Latch hooking, canvas backing, newspaper
2007


NEXT ICONOCLASTS

The quest for an expressive visual language is as old as civilization. How does one identify the pursuit of meaningful inquiry? Individuality and imagination, time and place, all purposely combine to offer untold possibilities.

Content. Means. Inspiration. Authenticity. Re-defining and risk taking.

Looking hard at accomplished, exceptional contemporary works, delving into the masterful continuum of the decorative arts, and focusing expectantly on fresh work of younger makers, one observes how human imagination provides unlimited stimulation for each generation. The rewards for the earnest viewer are abundant. We watch: ideas which bud and proliferate, creative daring being exploded, tentativeness becoming confidence, tactile skills honed by unrelenting purpose, practice and enhanced life experience.

Sometimes quietly subversive; perhaps boldly audacious; sometimes in the evolutionary continuum; or perhaps revolutionary in vastness. Who is a commentator or has a social conscience? Who touches us with quiet, intimate hand scale work? Who offers loudly public, visual adventures of epic proportions? These all can beckon seductively: to be looked at closely, to contemplate at length and to open oneself to feel, to be arrested by exceptional work at the intersection of art/craft.

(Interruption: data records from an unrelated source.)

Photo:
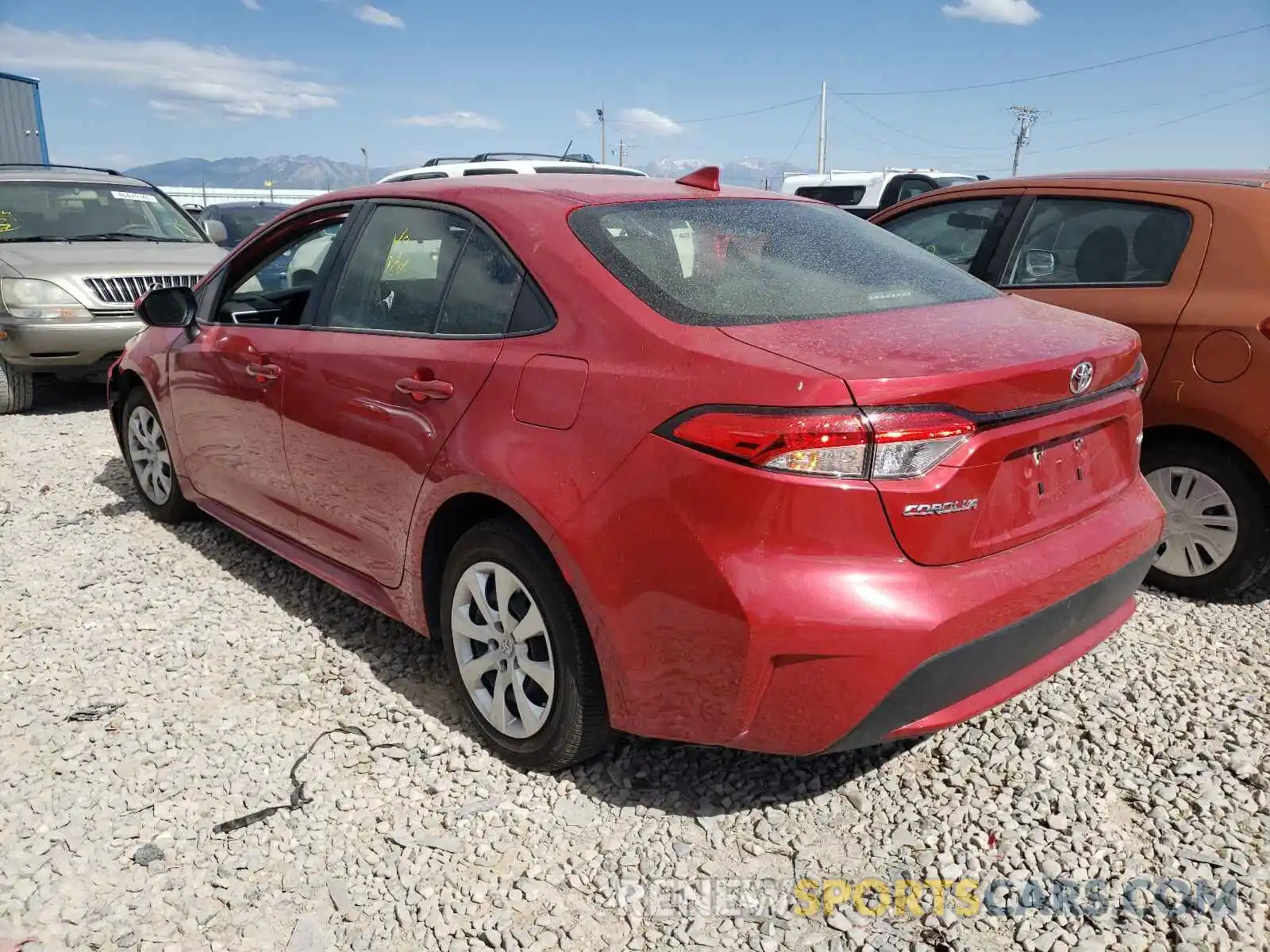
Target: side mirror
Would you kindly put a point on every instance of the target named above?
(215, 230)
(168, 308)
(1039, 264)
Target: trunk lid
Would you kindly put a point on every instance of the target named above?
(1041, 457)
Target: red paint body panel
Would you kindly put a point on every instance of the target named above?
(728, 605)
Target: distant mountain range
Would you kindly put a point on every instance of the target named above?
(309, 171)
(306, 171)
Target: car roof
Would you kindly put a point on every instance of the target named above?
(69, 175)
(1253, 178)
(518, 165)
(569, 190)
(279, 206)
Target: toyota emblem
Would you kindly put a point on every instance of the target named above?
(1083, 376)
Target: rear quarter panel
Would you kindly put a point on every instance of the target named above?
(1216, 374)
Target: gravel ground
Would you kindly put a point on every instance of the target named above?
(1149, 758)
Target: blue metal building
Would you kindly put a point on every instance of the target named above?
(22, 124)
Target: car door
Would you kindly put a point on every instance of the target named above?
(963, 232)
(410, 334)
(1128, 257)
(226, 378)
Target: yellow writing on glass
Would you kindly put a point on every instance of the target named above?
(395, 263)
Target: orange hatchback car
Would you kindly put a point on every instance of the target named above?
(1184, 259)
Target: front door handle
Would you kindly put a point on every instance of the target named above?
(264, 371)
(425, 389)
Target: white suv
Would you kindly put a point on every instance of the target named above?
(510, 163)
(867, 192)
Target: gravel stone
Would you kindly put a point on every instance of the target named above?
(1147, 758)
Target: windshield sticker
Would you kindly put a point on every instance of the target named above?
(137, 197)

NEXT ICONOCLASTS introduces some of the new generation of artists whose fertile work resounds with innovation and individuality, depth and promise. Those I have invited as a diverse yet complimentary group represent themselves eloquently and stand for others who also share their vocabularies through meaningful content and imagery, ever-refined tactile exploration and evolving and purposeful forms. These younger artists demonstrate significant, expressive development, individuality and risk taking. While I thought of function, sculpture and installation, I really thought more about identity, passion and creativity.

We thrive on the visual markers as each succeeding generation's achievement. These thirty artists reflect well on the institutions they have attended. The programs clearly encourage diversity and stimulate the discovery of vision and voice, early. Makers leave the comfort zone of school communities and pursue their ideas confidently with sustained commitment. And, ideally, they each continue to evolve, to refine their vision and skills, their insights and aspirations.

Ongoing dialogue is quite stimulating- with apparent urgency, authenticity and focus, aims are continually re/identified and re/explored. These younger artists join the continuum of all those who identify a material palette extraordinarily accommodating to their own passionately held goals. The realizations are intimate, often quirky, audacious and/or elegant, but always layered with the thoughtful and heartfelt. They each demonstrate the human need to communicate: to explore and invent, to share most personal points-of-view and expanded definitions, to shape unexpectedly seductive, often ingenious forms, to work with the tactile potential, joyously. The works celebrate aspirations and hard won skills, quests to accomplish the next, self-defined challenges, each in its own inspired, often visionary, personal language.

The creative journey is a most rewarding one to examine deeply as an artist and as an audience.
The works validate how alive and creatively resplendent contemporary craft continues to be.

NEXT ICONOCLASTS: Promise. Innovation. Individuality.